I hereby agree that CLCCA, its agents, employees or representative shall not be responsible, liable to me or any other part for damage or injury to me, my family or visitors out of or in connection with my having sought or acquired any of the services. The use of the association facilities including but are not limited to the fitness room, gym, pool and all tennis courts.
I understand that the use of the association facilities are not free of risk and that it is possible that I or a member of my family or guest may suffer injuries or damages as a result of undertaking such activities or using such facilities. I assume and accept those risks for myself and my family and guests with knowledge of the dangers.

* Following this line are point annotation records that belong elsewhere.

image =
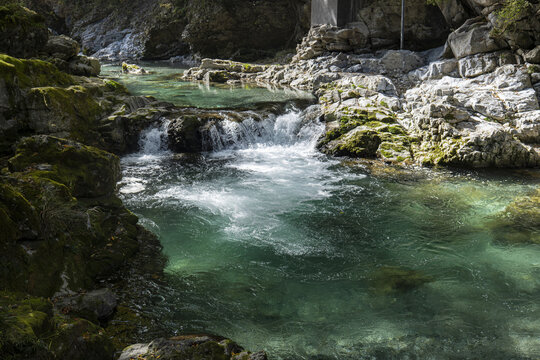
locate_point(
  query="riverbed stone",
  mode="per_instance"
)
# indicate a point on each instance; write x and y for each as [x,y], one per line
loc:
[189,347]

I understand that CLCCA, its representatives, employees and agents shall not be liable for any damage to my person or property of the applicant, his family or visitors resulting from the condition of the premised owned and operated by CLCCA.
By my signature below, I hereby authorize Clear Lake City Community Association (CLCCA) to obtain emergency medical care for myself, my family member or my guest in the event of accident or illness occurring during participation in the Recreational Programs. In consideration of acceptance of this registration, I for myself, my children, heirs, executors assigns and administers, hereby waive and release any and all rights and claims against CLCCA for any and all injuries or damages sustained during participation in Recreational Programs. I represent, by my signature below, that I understand and agree to the terms of this Release and Authorization and that the information in this Registration Form is tru, correct and complete to the best of my knowledge.